在C / C ++中从double隐式转换为int64_t是什么

Question

Could someone shed a light on the way this code behaves:

double x = 9223371036854;
int64_t y1 = /* trunc */ (x * 1000000);
int64_t y2 = round(x * 1000000);
cout << y1 << " <= " << y2 << endl;
assert( y1 <= y2 ); // fail

This code fails due to y1 actually equals to 9223371036854000000 while y2 is 9223371036853999616 .
After uncommenting trunc everything is ok (assertion verified).

Compiled by gcc-4.6.3-1ubuntu5 with g++ --std=c++0x x.cpp .

Why int64_t(round(x * 1000000)) is less than int64_t(x * 1000000) where x is double ?

And why results of int64_t(trunc(x * 1000000)) is different from int64_t(x * 1000000) ?

Answer 1

I guess I found why it works like this ( y1 == 92233710368540000000 and assert fails).

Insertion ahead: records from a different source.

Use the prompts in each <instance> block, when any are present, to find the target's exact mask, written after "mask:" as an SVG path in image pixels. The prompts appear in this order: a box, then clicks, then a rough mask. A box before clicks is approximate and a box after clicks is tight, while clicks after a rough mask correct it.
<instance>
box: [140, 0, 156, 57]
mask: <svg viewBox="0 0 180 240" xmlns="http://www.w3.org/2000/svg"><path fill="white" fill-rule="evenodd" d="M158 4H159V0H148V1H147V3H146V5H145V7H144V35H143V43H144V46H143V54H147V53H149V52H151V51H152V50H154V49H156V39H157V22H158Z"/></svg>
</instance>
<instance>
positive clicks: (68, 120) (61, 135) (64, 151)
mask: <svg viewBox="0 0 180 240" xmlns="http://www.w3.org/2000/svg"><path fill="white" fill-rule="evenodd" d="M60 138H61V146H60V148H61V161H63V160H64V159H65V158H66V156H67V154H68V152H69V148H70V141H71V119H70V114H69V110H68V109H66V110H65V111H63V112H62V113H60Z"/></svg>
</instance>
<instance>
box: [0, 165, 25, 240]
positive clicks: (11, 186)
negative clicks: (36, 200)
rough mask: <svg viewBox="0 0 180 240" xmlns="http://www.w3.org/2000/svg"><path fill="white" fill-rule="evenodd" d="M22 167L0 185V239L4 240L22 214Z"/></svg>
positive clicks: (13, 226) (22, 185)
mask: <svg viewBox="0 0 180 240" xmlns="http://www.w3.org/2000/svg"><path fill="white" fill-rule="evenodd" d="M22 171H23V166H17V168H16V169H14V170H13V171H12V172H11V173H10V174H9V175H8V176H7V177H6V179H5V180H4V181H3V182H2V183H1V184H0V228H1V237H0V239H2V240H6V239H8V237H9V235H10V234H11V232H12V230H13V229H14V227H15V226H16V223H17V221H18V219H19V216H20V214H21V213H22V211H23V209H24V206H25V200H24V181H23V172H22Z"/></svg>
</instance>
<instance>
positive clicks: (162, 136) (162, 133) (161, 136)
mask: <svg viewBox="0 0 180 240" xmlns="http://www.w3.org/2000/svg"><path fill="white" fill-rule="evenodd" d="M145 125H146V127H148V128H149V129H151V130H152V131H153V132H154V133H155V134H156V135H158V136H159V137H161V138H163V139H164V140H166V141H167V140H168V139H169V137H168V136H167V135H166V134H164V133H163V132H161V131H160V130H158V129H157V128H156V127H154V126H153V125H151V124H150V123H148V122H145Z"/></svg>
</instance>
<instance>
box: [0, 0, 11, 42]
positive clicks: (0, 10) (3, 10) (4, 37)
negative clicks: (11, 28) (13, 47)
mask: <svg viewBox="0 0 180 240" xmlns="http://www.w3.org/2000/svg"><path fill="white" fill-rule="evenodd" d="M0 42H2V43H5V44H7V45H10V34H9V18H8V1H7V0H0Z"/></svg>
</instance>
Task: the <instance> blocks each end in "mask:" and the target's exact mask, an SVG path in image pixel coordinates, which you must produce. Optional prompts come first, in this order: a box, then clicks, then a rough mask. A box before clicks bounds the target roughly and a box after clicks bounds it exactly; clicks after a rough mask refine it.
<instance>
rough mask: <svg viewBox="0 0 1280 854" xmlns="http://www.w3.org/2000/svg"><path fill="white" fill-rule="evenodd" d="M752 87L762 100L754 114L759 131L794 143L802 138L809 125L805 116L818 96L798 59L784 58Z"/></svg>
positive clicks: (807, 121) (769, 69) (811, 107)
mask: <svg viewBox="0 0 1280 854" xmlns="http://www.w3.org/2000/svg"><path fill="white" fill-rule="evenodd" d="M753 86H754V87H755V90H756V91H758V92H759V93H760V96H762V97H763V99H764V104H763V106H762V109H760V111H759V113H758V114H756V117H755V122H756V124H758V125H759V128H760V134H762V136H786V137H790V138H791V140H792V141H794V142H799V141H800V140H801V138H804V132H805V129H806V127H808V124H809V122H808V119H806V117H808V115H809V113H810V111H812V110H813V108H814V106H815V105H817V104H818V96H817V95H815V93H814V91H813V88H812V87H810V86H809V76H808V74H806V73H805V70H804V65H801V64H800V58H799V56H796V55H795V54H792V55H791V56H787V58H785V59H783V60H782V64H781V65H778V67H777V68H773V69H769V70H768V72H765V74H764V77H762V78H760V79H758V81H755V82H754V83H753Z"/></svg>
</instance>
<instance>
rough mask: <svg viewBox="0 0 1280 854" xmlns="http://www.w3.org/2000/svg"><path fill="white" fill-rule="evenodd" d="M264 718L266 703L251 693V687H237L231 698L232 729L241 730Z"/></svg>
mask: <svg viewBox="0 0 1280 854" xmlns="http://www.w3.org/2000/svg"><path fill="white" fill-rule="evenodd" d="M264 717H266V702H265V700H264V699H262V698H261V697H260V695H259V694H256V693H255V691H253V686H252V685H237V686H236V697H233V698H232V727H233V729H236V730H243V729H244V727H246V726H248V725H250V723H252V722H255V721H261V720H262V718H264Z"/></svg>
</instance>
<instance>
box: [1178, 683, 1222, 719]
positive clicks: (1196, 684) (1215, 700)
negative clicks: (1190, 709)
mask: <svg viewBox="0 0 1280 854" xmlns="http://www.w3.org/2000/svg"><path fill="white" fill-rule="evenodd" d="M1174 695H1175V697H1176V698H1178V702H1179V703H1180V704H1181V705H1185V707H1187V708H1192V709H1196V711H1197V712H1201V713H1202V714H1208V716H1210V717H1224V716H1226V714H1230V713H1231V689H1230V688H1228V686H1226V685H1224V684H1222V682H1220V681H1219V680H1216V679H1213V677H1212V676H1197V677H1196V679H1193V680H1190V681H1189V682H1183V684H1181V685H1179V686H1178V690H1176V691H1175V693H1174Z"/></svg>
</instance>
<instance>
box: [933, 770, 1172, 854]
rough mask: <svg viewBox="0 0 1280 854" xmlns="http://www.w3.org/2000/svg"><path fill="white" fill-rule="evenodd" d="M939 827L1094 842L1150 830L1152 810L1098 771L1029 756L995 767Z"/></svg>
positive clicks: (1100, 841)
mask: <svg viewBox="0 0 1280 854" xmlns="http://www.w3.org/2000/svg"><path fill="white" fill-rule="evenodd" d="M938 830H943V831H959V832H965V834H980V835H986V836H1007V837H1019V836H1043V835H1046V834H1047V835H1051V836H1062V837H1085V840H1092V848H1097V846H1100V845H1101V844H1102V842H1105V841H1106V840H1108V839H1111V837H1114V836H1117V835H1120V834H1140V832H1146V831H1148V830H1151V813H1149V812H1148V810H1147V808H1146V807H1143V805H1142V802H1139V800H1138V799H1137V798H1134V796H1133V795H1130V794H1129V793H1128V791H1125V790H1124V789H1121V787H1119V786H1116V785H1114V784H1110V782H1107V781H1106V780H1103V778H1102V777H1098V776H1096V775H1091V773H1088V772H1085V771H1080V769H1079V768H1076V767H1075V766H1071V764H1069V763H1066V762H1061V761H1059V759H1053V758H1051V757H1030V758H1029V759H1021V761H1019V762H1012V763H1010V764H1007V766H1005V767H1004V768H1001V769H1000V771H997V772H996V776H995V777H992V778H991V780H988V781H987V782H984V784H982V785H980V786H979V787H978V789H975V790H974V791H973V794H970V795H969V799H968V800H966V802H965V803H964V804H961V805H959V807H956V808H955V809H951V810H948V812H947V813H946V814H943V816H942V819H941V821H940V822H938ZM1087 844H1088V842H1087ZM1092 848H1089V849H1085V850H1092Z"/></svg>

GCC optimized out run-time calculation of y1 without loosing precision which clearly happens in y2 . More intersting is that expression of literals have no such property

double x = 9223371036854;
int64_t y1 = /* trunc */ (x * 1000000);
int64_t y2 = round(x * 1000000);
cout << y1 << " <= " << y2 << endl;
assert( int64_t(9223371036854.0 * 1000000) <= int64_t(round(9223371036854e6)) ); // ok
assert( int64_t(x * 1000000) <= int64_t(round(x * 1000000)) ); // fails
assert( y1 <= y2 ); // fails

And if I'll move out 1e6 outside of expressions everything works as expected:

double x = 9223371036854.0 * 1000000;
int64_t y1 = /* trunc */ (x);
int64_t y2 = round(x);
cout << y1 << " <= " << y2 << endl;
assert( int64_t(x) <= int64_t(round(x)) ); // ok
assert( y1 <= y2 ); // ok

But probably my assumption about optimization is incorrect.